Immigration activists are turning up the heat on Sen. Kay Hagan. Is it the wrong place at the wrong time?

By Patrick J. Egan October 28 at 9:30 AM

“Senator [Kay] Hagan is no friend to immigrants.” That’s the statement now appearing on Spanish-language billboard ads posted throughout North Carolina. They’re part of an increasingly high-profile campaign by advocates to put pressure on Hagan, a Democrat, to liberalize her views on immigration. Their tactics reached a crescendo last weekend when activists interrupted a pair of rallies for Hagan, one of which featured former secretary of state (and likely future presidential candidate) Hillary Clinton.

Hagan is no liberal on immigration. She’s one of five Democratic senators who joined a Republican-led filibuster against the DREAM Act, which would create a path to citizenship for young immigrants who were brought to the United States illegally as children. Hagan was also one of a handful of Democratic senators who called on President Obama this summer to avoid halting the deportation of undocumented immigrants by executive order.

But how smart is it for immigration advocates to target Kay Hagan — especially in late October of an election year, as she faces a tough challenge from Republican Thom Tillis? Hagan’s lead in the polls is razor-thin, and forecasting is complicated by the presence of a libertarian candidate who consistently polls in the mid-single digits. Thus a Hagan victory is no sure thing. With the state’s African American voters solidly in her corner, Hagan will need just enough support from whites to eke out a win. Right now, polling indicates that she’s getting only about one-third of their votes.

One issue that does not work in Hagan’s favor in North Carolina is immigration. Like much of the South, the state’s foreign-born population has skyrocketed recently, increasing by 64 percent between 2000 and 2011. As Georgetown University political scientist Daniel Hopkins has found, influxes like these can lead to a backlash against immigrants when the issue is salient in the media.



So it should come as no surprise that white opposition to immigration in North Carolina is among the highest of any state in the country. The chart below plots the share of each state’s white residents supporting a path to citizenship for undocumented immigrants, a policy embraced by national Democrats and one increasingly forsaken by the GOP. The data come from surveys conducted by the firm YouGov for the Cooperative Congressional Election Study in 2012. As the graph shows, whites in North Carolina are among the least supportive of immigration reform of any state, with only 36 percent in favor of granting legal status to undocumented immigrants.

By protesting Hagan’s immigration stance at the height of a heated election campaign, activists aren’t just making things uncomfortable for her. They’re also raising the salience of the immigration issue among a state general electorate that disagrees with the Democrats’ position on a path to citizenship – a policy that she (and every Democrat), in fact, voted for when comprehensive immigration reform was passed by the Senate in 2013.

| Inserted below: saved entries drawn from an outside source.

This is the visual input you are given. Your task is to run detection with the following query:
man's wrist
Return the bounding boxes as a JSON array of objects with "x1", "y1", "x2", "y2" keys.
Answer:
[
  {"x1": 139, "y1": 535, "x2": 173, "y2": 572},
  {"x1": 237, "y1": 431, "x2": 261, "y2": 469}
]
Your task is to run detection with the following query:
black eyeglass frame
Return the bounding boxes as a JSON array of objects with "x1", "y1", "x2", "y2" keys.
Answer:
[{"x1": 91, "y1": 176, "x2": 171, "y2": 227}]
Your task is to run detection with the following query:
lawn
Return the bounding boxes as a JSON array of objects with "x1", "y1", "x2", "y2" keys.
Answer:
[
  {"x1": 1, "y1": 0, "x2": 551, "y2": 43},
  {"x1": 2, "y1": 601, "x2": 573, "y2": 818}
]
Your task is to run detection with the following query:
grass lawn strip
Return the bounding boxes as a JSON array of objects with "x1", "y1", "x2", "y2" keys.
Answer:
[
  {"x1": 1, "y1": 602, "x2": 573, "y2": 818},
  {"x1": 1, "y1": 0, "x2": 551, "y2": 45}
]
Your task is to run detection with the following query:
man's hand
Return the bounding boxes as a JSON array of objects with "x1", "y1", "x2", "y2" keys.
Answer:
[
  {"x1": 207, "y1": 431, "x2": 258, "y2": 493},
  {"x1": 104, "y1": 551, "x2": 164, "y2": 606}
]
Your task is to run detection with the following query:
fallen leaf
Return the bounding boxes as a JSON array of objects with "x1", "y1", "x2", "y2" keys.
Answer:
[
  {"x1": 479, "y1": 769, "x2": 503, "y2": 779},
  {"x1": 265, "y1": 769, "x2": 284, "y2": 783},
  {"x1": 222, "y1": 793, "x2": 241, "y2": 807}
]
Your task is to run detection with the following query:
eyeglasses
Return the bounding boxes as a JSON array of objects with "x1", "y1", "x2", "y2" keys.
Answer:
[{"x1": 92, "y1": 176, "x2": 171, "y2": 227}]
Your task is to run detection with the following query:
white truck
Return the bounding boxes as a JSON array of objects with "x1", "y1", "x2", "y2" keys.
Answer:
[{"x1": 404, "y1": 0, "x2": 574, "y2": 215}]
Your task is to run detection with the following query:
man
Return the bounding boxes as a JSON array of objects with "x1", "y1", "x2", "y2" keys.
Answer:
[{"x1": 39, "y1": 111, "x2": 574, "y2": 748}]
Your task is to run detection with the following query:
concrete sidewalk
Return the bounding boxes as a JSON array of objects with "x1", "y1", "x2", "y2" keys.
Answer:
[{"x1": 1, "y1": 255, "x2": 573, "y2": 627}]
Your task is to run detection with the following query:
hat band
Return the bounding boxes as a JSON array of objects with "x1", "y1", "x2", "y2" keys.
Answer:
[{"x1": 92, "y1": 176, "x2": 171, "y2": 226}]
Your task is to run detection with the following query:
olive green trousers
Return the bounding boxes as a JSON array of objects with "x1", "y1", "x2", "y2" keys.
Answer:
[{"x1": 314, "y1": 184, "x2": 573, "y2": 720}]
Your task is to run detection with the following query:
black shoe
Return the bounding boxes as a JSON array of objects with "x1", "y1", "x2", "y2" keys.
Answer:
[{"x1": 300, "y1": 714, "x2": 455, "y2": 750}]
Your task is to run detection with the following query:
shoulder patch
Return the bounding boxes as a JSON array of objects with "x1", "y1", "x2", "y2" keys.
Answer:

With Hagan’s reelection race coming down to just a few percentage points, the last thing her campaign needs are high-salience events that get North Carolina’s voters to think about immigration.

“Having her or her opponent in office makes no difference, as they are both anti-immigrant,” said activist leader Erika Andiola. If the immigration issue helps put North Carolina’s Senate seat in Republican hands, we will get the chance to find out whether this is the case.